Although less common, there are some contracts that do not require notice of acceptance due to the nature of the offeree’s expression of interest or trade custom. For example, if an offer is made to reserve a hotel room through the Internet, and the hotel provides the room without notifying the offeror of the offer. In this way, a contract is formed when there is a fact that is recognized as an indication of acceptance without a notice of acceptance, and the contract is formed when the fact occurs. This is called the formation of a contract by realization of intention. In addition, even if there are only two offers, a contract is formed if the contents of the expressions of intent are consequently consistent, which is called the formation of a contract by cross-offer. For example, at a meeting, A and B each want to sell and buy a car, and after learning about each other’s desire to buy, A sends an offer to B to sell a car for 10 million won. If, before it reaches B, B sends A an offer to buy the car for 10 million won, the contract is formed when both offers reach A and B.
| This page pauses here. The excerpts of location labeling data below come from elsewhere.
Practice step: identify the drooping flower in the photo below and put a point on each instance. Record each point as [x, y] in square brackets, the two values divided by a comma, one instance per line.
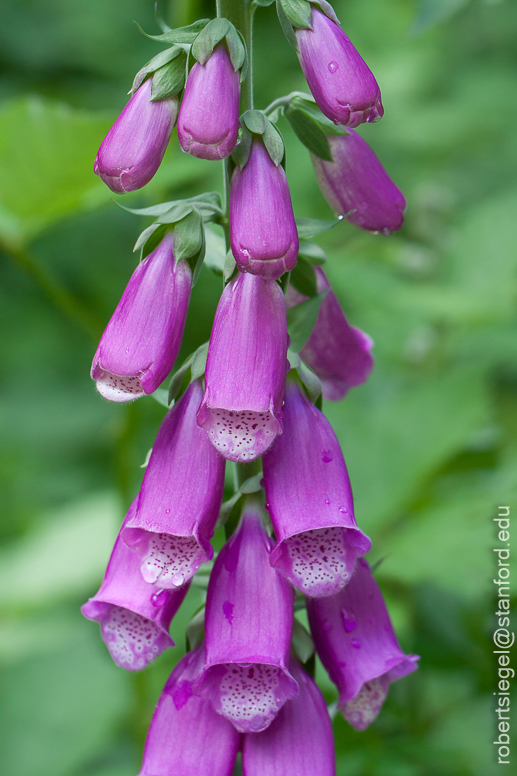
[357, 181]
[248, 628]
[186, 737]
[341, 82]
[133, 149]
[134, 616]
[356, 643]
[263, 233]
[310, 501]
[179, 500]
[299, 741]
[337, 352]
[141, 342]
[246, 367]
[208, 121]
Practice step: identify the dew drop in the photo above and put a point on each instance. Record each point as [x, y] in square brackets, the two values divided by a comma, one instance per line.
[159, 598]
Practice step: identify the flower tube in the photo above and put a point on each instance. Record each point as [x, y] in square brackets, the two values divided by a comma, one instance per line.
[141, 342]
[337, 352]
[179, 500]
[341, 82]
[248, 629]
[186, 737]
[133, 149]
[356, 180]
[246, 367]
[263, 233]
[299, 741]
[208, 121]
[310, 501]
[134, 616]
[356, 643]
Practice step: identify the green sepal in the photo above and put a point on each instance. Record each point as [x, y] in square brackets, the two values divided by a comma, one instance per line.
[160, 60]
[302, 641]
[301, 320]
[214, 32]
[309, 227]
[309, 381]
[303, 278]
[298, 12]
[309, 132]
[312, 253]
[186, 35]
[169, 79]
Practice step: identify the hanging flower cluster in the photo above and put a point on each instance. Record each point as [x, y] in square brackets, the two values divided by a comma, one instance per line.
[279, 342]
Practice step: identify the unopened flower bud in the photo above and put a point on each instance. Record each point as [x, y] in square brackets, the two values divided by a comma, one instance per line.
[133, 149]
[263, 233]
[356, 180]
[140, 343]
[340, 80]
[208, 121]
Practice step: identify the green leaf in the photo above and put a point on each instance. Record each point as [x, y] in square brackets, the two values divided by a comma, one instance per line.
[46, 159]
[169, 79]
[301, 320]
[303, 278]
[312, 252]
[309, 227]
[180, 34]
[309, 132]
[208, 38]
[299, 13]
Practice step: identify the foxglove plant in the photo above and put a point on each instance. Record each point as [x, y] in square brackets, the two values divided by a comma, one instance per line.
[244, 395]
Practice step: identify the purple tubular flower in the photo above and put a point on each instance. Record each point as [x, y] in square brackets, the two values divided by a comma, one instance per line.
[248, 628]
[357, 181]
[133, 149]
[246, 367]
[263, 233]
[208, 121]
[341, 82]
[179, 500]
[299, 741]
[357, 645]
[337, 352]
[310, 501]
[186, 737]
[134, 616]
[140, 344]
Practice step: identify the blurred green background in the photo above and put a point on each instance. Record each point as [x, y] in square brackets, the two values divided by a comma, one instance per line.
[429, 440]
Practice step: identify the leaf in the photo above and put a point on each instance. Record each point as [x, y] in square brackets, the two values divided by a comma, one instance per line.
[303, 278]
[46, 160]
[309, 227]
[301, 320]
[309, 132]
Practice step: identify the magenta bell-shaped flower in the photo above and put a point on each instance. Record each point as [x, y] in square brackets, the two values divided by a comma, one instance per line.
[186, 737]
[248, 629]
[179, 500]
[299, 741]
[337, 352]
[263, 233]
[357, 181]
[134, 616]
[341, 82]
[246, 368]
[140, 344]
[310, 501]
[356, 643]
[133, 149]
[208, 121]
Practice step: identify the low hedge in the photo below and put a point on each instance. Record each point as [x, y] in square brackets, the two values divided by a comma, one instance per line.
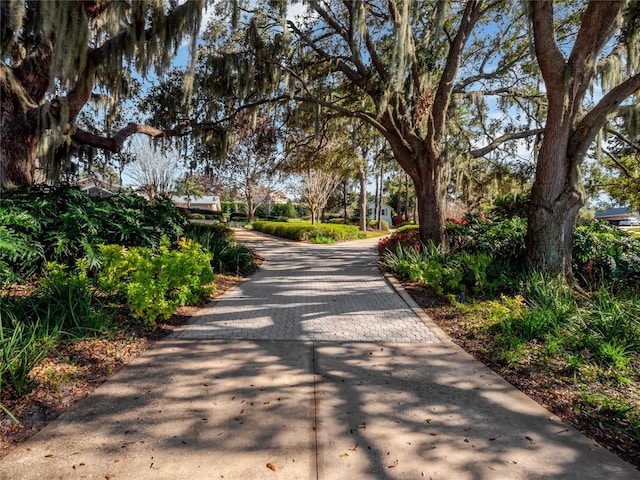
[301, 231]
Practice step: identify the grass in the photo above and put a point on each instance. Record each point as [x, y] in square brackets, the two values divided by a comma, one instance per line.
[589, 343]
[305, 231]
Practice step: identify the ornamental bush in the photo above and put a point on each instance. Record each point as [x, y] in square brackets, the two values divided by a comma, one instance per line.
[301, 231]
[153, 285]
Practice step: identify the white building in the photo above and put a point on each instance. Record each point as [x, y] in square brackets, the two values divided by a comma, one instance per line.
[385, 212]
[207, 202]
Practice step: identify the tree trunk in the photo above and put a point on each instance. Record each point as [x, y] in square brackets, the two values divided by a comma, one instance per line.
[556, 198]
[249, 205]
[429, 198]
[406, 196]
[363, 198]
[18, 140]
[345, 198]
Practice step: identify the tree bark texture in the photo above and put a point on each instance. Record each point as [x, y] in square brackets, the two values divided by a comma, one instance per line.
[362, 174]
[557, 193]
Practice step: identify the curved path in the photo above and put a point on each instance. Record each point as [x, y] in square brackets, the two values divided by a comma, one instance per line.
[312, 292]
[311, 369]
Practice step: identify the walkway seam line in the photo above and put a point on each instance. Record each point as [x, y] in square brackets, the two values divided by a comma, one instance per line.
[315, 405]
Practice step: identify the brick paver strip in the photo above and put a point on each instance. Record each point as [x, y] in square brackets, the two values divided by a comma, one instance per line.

In the process of forming these contracts, there may be circumstances that make it impossible to fulfill the contract, such as the object of sale being destroyed by fire. If the offeror knew or could have easily ascertained at the time the contract was formed that the object of sale was missing and did not check it, and the acceptor did not know or could not have known that the object of sale was missing, the offeror shall compensate the acceptor for the damages incurred by the acceptor in believing that the contract was valid, such as expenses or interest costs incurred in assuming the validity of the contract. The amount of compensation may not exceed the profit that would have accrued to the acceptor if the contract had been fulfilled, such as the difference between the sale price and the market price.
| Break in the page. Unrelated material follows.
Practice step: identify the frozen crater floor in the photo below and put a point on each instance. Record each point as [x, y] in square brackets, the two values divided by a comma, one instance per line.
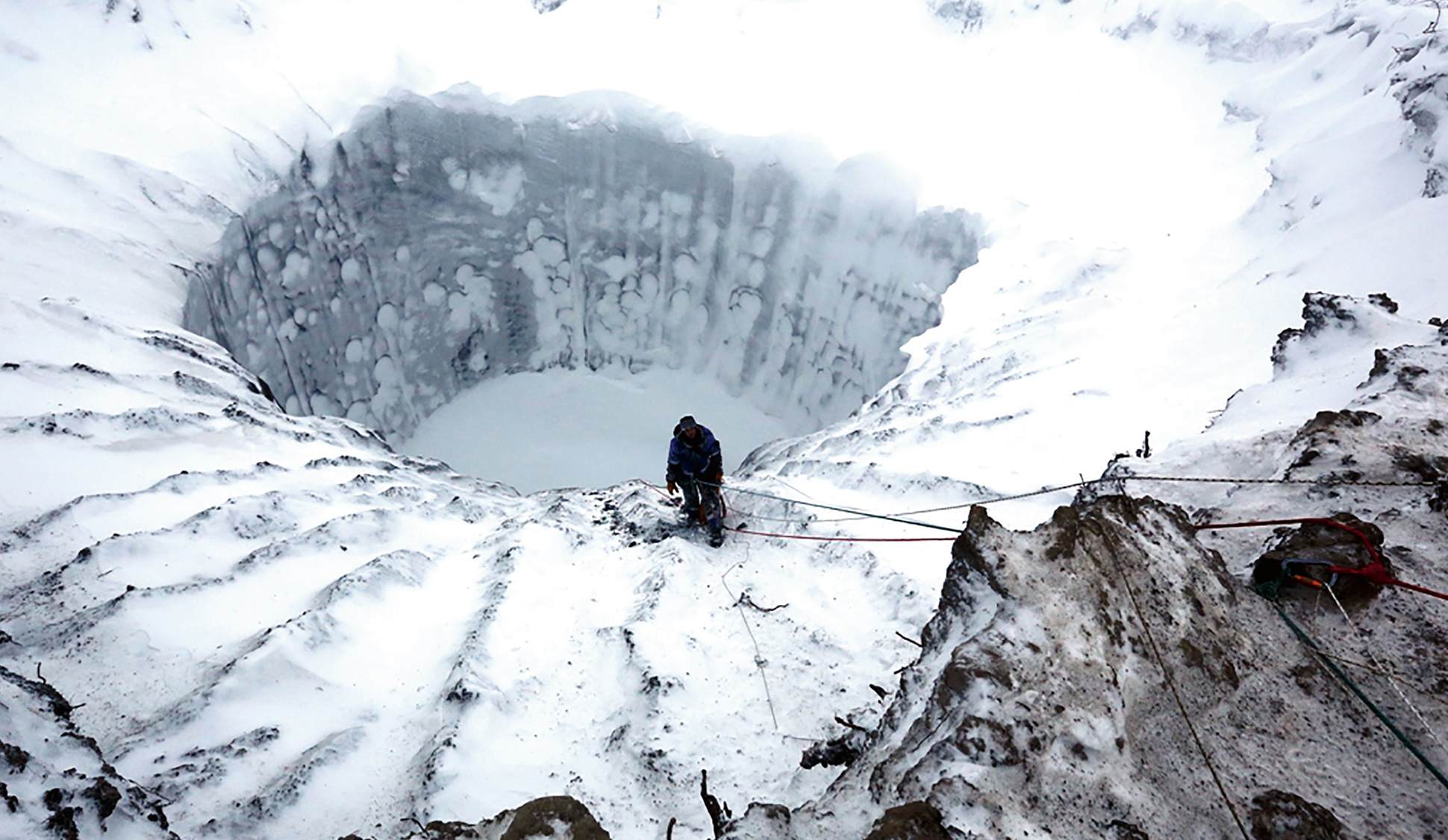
[565, 427]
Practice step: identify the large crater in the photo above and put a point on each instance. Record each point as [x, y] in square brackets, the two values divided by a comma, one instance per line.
[446, 241]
Even after the contract is formed, the parties must fulfill their obligations. For example, in a contract of sale, the main obligations are to deliver the goods and pay the price. If one party fails to fulfill these obligations, the other party can cancel the contract and claim damages. Therefore, it is essential that the parties to a contract are able to honor their commitments and deal with any issues that arise. This is important for the reliability of the transaction and for maintaining a smooth business relationship in the long run.
Contracts are an integral part of our daily lives. With the right contracts in place and enforced, we can have more stable and reliable transactions. When entering into a contract, it’s always a good idea to review it carefully and, if necessary, seek professional help to avoid unnecessary disputes.